Duncan let out an involuntary gasp as the train exited the tunnel and entered a large cavern, a mile and a half long. The ceiling was over a half mile above her head and made of perfectly smooth stone. It was dotted with bright stadium lights. What caught her attention, though, was the cylindrical black object that took up most of the space. The mothership was just over a mile long and a quarter mile in beam at the center. What made the scale so strange was that the skin of the ship was totally smooth, made up of a black, shiny metal that had defied analysis for decades.
“It took us forty-five years before we were able to break down the composition of the skin,” Ferrel, the physicist said, as they exited the tram. “We still can’t replicate it, but we finally knew enough about it to at least be able to cut through it.”
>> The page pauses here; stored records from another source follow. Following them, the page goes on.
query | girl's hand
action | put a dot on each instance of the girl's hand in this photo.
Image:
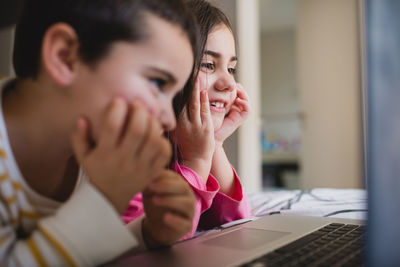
(194, 134)
(239, 112)
(169, 206)
(130, 152)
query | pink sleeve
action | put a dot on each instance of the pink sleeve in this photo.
(226, 208)
(134, 210)
(204, 193)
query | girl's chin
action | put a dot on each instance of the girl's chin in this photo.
(217, 122)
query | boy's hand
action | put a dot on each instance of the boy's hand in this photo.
(194, 134)
(169, 206)
(129, 153)
(239, 112)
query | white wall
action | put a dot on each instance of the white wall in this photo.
(248, 29)
(329, 83)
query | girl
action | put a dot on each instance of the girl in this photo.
(80, 129)
(218, 106)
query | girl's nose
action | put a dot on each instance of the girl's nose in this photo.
(225, 82)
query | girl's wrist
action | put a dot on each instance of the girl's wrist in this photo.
(201, 166)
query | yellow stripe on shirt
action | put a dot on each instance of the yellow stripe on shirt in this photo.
(58, 246)
(35, 252)
(29, 214)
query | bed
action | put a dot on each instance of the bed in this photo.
(323, 202)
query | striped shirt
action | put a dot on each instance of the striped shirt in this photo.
(37, 231)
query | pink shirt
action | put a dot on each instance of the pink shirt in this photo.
(212, 207)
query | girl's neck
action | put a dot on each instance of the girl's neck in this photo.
(39, 140)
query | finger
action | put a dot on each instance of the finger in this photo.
(113, 124)
(176, 186)
(182, 205)
(194, 104)
(241, 93)
(177, 223)
(155, 148)
(243, 105)
(79, 139)
(138, 127)
(205, 108)
(184, 118)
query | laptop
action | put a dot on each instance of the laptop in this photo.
(287, 240)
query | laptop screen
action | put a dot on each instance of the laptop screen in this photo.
(383, 130)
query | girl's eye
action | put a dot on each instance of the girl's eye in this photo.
(207, 67)
(159, 83)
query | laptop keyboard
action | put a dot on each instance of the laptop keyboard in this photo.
(333, 245)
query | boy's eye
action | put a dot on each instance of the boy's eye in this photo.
(159, 83)
(207, 67)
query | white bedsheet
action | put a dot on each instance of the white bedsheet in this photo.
(323, 202)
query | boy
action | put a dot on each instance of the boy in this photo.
(80, 130)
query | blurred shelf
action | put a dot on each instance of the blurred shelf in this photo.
(280, 157)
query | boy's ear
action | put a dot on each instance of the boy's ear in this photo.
(60, 47)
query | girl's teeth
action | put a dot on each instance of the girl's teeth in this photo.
(217, 104)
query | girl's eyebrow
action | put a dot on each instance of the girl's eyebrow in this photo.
(169, 77)
(218, 55)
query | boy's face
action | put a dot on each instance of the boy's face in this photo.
(151, 72)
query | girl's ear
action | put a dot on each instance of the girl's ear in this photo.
(60, 47)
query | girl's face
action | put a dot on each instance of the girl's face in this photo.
(217, 70)
(151, 71)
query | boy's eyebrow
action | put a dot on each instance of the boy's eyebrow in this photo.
(170, 78)
(217, 55)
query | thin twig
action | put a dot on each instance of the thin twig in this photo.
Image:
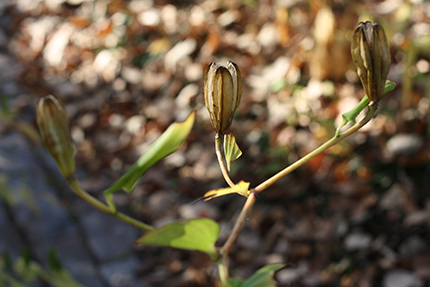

Duncan could now see scaffolding near the front — if it was the front and not the rear — of the mothership. The ship itself rested on a complex platform of struts made of the same black material as the skin. The rock sides of the cavern were also smooth, and the floor totally flat.
They walked alongside the struts, dwarfed by the sheer mass of the ship above them. Underhill pointed at the center as they passed it. “We call it the mothership not just because of its size, but also because there’s space in the center hold to contain all the bouncers and about a dozen more. There are cradles in there that are the exact dimensions to hold every bouncer. We believe this is the way the bouncers got here to Earth, as they are not capable of leaving the atmosphere on their own power.”
“But we still can’t even open the external cargo bay doors.” Von Seeckt spoke for the first time. “And you want to start the engine,” he added accusingly, glaring at Underhill.
“Now, Werner, we’ve been through all that before,” Underhill said.
“It took us forty-five years to simply get in,” Von Seeckt said. “I was here for all forty-five of those years. Now in the space of a few months, you want to try and fly this!”
“What are you so worried about?” Duncan asked. She’d read the file on Von Seeckt and personally, given the man’s background, she did not much care for him. His constant complaining did little to ameliorate that impression.